Page 8 of DragonLight


  The o’rant scowled. “The porridge has lumps in it.”

  “My porridge is fine.”

  Kale lifted her eyes to look at the food before the men. The merchant had no bowl of porridge before him, but the architect seemed oblivious. He turned the subject to the different types of food he’d experienced in his travels.

  Kale looked at Bardon, who cocked an eyebrow.

  “What does Tieto say?” he asked.

  Kale listened to the minor dragon. “The o’rant’s aura is fine. The tumanhofer’s contains several dents and a hole.” She looked her husband in the eye. “What’s going on, Bardon?”

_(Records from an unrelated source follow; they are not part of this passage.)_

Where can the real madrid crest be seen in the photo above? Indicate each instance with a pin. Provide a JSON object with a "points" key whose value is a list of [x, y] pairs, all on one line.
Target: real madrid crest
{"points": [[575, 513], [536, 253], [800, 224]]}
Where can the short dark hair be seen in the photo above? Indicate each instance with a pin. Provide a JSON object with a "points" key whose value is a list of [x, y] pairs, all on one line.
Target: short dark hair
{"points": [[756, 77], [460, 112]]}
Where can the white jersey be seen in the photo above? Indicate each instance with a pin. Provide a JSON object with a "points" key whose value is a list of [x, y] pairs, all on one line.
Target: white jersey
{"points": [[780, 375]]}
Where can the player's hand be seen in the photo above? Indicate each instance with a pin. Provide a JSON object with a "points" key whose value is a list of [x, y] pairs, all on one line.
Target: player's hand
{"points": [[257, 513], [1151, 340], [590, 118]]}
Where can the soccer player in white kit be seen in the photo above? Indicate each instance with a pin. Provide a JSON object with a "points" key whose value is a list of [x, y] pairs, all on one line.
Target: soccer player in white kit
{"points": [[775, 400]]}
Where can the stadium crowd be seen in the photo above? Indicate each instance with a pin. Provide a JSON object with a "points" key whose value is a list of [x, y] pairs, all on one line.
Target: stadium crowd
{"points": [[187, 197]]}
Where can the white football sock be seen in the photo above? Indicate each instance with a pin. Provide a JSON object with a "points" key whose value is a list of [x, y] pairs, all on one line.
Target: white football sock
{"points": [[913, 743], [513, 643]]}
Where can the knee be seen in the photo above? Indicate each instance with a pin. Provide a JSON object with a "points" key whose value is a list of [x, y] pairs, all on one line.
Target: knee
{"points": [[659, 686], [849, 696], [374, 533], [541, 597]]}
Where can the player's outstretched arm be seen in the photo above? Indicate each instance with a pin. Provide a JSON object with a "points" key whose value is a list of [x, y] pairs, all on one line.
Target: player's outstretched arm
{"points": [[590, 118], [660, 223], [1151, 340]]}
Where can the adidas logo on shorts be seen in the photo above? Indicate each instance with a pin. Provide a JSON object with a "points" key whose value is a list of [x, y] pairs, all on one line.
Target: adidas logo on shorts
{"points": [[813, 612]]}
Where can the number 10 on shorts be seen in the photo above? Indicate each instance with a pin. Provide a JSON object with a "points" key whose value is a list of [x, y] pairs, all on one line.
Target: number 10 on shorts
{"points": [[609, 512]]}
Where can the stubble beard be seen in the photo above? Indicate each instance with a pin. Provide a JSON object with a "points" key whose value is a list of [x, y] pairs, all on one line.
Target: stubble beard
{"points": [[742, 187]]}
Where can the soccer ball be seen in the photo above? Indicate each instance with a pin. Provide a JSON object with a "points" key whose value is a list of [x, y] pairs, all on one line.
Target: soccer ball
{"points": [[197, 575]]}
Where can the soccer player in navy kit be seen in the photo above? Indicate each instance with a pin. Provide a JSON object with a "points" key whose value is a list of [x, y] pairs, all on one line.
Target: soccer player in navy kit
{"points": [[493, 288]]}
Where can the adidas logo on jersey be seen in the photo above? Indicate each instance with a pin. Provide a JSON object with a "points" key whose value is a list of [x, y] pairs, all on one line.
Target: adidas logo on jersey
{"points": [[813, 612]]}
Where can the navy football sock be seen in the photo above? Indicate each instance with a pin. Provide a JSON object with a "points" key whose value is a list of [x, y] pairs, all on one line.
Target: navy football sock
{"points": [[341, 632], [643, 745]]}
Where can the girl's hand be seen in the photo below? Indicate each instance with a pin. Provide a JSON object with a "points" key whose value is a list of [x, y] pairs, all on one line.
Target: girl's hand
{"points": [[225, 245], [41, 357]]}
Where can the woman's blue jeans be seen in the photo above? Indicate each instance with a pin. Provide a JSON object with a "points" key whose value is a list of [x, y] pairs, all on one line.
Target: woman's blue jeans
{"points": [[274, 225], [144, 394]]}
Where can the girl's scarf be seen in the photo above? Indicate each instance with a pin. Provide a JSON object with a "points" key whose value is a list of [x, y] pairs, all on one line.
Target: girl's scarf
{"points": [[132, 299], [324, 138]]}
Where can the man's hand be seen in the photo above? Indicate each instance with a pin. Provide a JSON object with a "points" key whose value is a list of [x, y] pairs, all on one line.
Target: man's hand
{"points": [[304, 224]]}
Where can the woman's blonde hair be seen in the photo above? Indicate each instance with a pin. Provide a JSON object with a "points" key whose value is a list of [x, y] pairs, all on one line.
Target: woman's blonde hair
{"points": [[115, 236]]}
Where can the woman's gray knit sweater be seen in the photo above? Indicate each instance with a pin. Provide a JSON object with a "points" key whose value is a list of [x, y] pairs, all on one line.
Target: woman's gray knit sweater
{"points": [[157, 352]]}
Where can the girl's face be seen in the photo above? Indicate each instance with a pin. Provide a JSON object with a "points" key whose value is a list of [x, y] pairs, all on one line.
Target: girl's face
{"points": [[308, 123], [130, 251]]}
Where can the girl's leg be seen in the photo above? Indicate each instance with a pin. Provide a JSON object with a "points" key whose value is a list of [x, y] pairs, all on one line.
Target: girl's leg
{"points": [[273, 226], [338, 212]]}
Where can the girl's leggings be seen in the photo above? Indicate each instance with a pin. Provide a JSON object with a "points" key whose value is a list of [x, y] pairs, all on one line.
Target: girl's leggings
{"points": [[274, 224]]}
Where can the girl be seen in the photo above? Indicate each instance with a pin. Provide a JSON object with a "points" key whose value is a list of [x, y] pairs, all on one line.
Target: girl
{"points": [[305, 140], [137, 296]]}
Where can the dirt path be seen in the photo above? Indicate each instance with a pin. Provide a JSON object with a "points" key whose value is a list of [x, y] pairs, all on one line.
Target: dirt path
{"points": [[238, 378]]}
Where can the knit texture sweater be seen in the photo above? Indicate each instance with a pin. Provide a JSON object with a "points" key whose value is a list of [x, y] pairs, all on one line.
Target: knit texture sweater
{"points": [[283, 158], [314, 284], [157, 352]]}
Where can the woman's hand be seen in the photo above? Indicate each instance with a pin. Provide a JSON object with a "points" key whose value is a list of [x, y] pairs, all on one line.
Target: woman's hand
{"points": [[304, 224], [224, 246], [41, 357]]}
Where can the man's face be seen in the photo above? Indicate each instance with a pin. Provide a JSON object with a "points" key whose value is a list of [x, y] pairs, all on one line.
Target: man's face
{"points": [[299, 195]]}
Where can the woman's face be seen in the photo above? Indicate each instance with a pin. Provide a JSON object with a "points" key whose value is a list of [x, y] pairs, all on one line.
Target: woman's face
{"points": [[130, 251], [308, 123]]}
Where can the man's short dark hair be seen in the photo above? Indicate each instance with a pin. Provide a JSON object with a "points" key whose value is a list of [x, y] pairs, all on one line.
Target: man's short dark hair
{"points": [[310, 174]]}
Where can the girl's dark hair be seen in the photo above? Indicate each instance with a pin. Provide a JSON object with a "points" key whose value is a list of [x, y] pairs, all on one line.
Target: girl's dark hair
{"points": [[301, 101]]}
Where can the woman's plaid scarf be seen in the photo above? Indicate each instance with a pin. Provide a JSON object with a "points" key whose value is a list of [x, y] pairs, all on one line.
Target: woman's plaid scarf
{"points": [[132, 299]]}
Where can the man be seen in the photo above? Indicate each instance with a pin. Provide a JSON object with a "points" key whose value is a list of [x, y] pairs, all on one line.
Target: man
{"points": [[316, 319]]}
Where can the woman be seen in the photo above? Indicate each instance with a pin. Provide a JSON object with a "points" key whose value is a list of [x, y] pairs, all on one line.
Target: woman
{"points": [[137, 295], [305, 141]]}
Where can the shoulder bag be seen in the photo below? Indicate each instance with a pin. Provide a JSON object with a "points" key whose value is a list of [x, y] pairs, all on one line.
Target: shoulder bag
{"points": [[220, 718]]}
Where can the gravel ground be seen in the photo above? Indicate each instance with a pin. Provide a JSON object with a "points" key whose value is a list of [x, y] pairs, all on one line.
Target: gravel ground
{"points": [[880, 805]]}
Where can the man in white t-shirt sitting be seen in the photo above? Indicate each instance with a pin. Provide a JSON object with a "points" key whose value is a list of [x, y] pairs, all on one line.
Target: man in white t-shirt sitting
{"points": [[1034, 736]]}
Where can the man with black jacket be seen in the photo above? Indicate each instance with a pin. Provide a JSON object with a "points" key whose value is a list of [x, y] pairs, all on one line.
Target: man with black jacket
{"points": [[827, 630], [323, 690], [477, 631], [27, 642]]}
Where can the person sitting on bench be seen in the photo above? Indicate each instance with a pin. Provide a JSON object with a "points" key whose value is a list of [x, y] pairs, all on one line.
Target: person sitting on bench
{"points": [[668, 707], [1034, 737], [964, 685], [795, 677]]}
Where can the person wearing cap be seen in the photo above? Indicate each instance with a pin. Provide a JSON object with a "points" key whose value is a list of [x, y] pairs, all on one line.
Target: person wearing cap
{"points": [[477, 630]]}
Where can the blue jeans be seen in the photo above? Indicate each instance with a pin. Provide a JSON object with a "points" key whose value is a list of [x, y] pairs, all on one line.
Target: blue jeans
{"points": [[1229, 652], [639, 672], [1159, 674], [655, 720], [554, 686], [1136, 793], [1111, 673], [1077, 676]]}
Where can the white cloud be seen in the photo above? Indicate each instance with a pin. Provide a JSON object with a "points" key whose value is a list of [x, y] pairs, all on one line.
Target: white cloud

  “A group of people who call themselves Followers are slipping in dangerous ideas while they pretend to be espousing Paladin’s teaching.”

  “It shouldn’t be Paladin’s teaching at all. It should always be Wulder’s.”

  “Exactly.” Bardon shifted his chair in order to stand. “I wish to talk to Sir Dar about this and see if I can persuade him to come with us on the quest.”

  Kale squeezed his arm. “That would be wonderful. I’d go with you to convince him, but I have a meeting with Wizard Namee and the others.”

  “Having him on the quest would make you happy, wouldn’t it?”

  She nodded.

  “Then I’ll be very persuasive when I talk to Sir Dar.”

  Laughing, Kale stood. “And I’ll go see about this mysterious new weave of a gateway.”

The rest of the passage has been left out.